Back in the day when it was uncool to kiss your mom in public, my kids had two options. They could either voluntarily give me a quick kiss on the cheek OR they had to endure a big attention-seeking kiss from me that often lingered way too long. I thought about that when Max headed back to school a couple of weeks ago. I laid motionless as he hugged and kissed me good-bye. Oh how I longed to wrap my arms around him, give him a big kiss and linger…for a really long time. I sure miss those simpler days.
I experienced a new first recently. I said “F&ck you!” to Rolf in anger…first time in 27 years…and, no, I wasn’t angry at my disease, I was straight up angry at Rolf. Fortunately the visceral impact was diminished quite a bit by the fact that I had to repeat myself five times and ultimately spell it out to be understood.
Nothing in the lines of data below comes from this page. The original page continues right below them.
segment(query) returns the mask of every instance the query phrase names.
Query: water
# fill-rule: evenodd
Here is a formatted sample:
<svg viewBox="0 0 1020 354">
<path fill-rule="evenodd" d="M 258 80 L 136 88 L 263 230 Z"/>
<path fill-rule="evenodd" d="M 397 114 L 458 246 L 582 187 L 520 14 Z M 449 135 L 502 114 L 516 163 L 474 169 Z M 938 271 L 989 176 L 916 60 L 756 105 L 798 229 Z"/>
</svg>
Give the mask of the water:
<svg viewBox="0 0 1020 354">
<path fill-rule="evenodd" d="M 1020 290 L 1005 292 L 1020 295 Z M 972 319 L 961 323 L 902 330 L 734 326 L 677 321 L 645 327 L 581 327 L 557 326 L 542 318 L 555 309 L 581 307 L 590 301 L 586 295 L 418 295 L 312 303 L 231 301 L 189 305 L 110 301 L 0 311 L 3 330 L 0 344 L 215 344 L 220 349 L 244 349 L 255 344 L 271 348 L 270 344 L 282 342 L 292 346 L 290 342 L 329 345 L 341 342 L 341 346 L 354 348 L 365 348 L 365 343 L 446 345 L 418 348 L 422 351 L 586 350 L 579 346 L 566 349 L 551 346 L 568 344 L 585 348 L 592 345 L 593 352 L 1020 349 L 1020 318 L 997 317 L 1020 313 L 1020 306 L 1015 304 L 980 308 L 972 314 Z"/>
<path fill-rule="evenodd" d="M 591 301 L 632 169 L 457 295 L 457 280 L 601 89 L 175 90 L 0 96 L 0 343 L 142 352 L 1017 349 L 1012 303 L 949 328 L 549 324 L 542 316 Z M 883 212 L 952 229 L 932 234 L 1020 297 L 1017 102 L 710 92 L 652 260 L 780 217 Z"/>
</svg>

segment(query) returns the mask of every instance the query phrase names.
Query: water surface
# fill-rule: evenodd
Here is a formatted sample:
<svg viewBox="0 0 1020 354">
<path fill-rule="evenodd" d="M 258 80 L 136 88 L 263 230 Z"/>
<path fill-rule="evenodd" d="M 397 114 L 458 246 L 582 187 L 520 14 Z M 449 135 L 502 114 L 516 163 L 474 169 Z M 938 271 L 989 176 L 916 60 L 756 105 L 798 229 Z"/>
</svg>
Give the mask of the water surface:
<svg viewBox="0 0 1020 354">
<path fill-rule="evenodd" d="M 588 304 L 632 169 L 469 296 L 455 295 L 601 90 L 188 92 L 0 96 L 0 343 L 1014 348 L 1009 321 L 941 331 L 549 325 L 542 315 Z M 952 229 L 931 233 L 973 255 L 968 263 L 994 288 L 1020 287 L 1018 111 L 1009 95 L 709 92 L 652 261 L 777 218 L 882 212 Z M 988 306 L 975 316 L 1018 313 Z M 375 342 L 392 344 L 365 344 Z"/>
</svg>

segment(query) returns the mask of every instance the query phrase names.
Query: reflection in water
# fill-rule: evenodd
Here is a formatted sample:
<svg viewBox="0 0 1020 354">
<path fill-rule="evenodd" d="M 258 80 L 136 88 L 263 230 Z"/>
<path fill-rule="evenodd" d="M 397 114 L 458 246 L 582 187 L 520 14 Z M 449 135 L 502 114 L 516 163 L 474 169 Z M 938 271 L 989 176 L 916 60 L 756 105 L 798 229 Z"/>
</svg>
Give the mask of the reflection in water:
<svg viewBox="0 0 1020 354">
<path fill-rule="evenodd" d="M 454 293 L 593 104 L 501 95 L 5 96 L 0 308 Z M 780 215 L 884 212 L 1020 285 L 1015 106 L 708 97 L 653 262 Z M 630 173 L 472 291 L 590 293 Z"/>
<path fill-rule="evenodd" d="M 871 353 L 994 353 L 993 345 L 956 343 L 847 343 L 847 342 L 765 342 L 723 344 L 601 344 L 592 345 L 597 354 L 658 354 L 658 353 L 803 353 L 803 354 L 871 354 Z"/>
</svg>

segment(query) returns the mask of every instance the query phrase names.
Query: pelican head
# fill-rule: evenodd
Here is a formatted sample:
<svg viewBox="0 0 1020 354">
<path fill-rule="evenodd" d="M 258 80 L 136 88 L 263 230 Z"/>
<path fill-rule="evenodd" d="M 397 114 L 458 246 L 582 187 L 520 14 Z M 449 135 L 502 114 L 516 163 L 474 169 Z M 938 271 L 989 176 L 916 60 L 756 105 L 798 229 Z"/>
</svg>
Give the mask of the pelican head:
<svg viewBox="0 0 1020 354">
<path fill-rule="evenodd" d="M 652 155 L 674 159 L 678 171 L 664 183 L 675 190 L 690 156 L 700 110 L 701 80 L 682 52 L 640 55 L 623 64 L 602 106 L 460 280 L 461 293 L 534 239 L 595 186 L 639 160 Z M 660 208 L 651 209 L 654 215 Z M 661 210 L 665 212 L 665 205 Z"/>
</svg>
Speaking of visceral experiences, I also recently thought a little too long about taking my life. I can honestly say I have never felt that level of desperation in my lifetime. The urge passed and, of course, I can’t physically do it anyway but it is a fleeting thought made more complicated by the fact that physician-assisted suicide is legal in California. I know that a lot of people worked hard to get that law passed in 2016 and it brings comfort to some but selfishly I wish it wasn’t even an option because it feels like a strange carrot being dangled in front of my suffering body. That’s not how I want my story to end.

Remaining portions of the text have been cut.